Senza una forte passione politica che ci faccia sentire la partecipazione quasi come un dovere civico, è difficile che si possa venire a capo di una situazione ai limiti di una catastrofe sociale. Appunto trovo questa nostra iniziativa, tesa alla costruzione di un nuovo soggetto politico a Margherita di Savoia, un’esperienza suggestiva, carica di risonanze emotive che toccano l’umanità di ognuno di noi.
Credere in questo progetto è anche un modo per tentare di uscire dal clima di rassegnazione che incombe sulla gente del Sud, ormai sempre più convinta che la Politica sia diventata il luogo dove, svanita la linea di demarcazione che ancora permetteva di distinguere il lecito dall’illecito, i nostri rappresentanti possono dare il meglio di sé nell’arte di arraffare senza dover temere di pagarne il fio.
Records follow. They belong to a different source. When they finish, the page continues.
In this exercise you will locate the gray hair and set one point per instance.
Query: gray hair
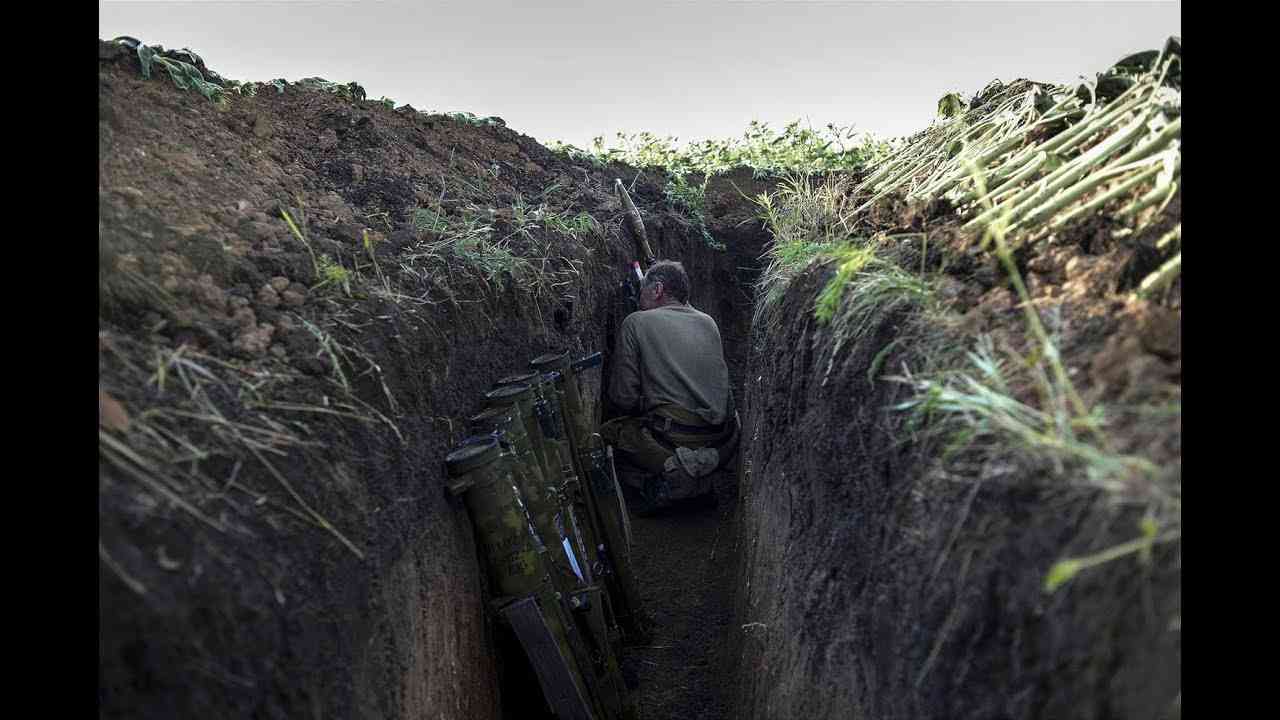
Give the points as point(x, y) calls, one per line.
point(672, 276)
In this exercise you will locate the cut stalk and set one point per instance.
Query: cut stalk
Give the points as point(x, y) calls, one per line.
point(1157, 194)
point(1106, 196)
point(1075, 169)
point(1170, 237)
point(1155, 145)
point(1161, 278)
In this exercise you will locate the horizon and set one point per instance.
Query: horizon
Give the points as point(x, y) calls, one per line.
point(693, 71)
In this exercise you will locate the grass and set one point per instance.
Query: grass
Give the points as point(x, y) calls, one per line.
point(1022, 162)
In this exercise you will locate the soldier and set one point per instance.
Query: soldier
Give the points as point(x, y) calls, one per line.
point(671, 379)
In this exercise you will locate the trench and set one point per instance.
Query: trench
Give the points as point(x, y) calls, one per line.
point(686, 559)
point(836, 577)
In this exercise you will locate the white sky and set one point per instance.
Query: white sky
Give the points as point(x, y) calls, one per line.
point(694, 68)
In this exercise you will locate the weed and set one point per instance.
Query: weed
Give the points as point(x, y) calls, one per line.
point(181, 65)
point(691, 200)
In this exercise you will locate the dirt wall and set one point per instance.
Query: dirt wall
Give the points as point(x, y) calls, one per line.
point(295, 555)
point(874, 586)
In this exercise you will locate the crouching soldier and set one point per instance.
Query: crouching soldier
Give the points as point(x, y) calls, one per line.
point(671, 379)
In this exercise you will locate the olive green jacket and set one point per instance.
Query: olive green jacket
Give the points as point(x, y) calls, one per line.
point(671, 356)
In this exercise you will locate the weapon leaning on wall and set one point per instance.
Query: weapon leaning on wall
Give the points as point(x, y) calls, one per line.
point(552, 522)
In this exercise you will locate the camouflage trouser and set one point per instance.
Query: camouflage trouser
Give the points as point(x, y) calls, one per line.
point(643, 452)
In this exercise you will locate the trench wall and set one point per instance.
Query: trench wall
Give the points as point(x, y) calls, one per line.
point(268, 615)
point(872, 587)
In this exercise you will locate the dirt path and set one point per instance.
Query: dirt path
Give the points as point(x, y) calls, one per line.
point(685, 566)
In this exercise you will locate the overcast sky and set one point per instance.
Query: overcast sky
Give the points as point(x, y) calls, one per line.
point(695, 69)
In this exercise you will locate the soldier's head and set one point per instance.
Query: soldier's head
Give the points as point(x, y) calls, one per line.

Purtroppo, a guardar la nostra storia dall'Unità ad oggi senza l'effetto distorcente di lenti ideologiche, non riusciremmo a sfuggire al senso di meraviglia che dà il vedere come certi episodi corruttivi ne diventano filo conduttore. Sapremmo comunque che l’Italia è figlia di un atto di corruzione, portato ad effetto da Garibaldi quale disegno della massoneria inglese, che gli mise nelle mani tre milioni di franchi, una somma, per quei tempi, ragguardevole, con cui corrompere i generali dell'esercito borbonico, e che Garibaldi andrebbe restituito alla sua vera dimensione, a quella di avventuriero prezzolato e asservito agli interessi inglesi, espressi dalla Gran Massoneria di mister Albert Pike e di lord Gladstone, che individuarono nel Piemonte di Casa Savoia il braccio armato per fare del Regno Delle Due Sicilie una propaggine del governo inglese. Alla luce di questo disegno massonico, la Spedizione dei Mille va così ridotto a puro fatto banditesco, a vergognoso atto di spoliazione di uno Stato indipendente e pacifico. Nata su queste basi, l'Italia ingloba così dentro di sè il germe della corruzione, che sarà poi il marcatore genetico della nostra vita politica. Se questo è l'elemento che ci connota, come si può pensare di prendere seriamente gli uomini che ci governano? Come credere che uomini così infami, sempre intenti a brigare contro lo stesso Stato che amministrano, possano muovere da passione civile anche quando si tratta di prendere decisioni fondamentali per la vita del Paese?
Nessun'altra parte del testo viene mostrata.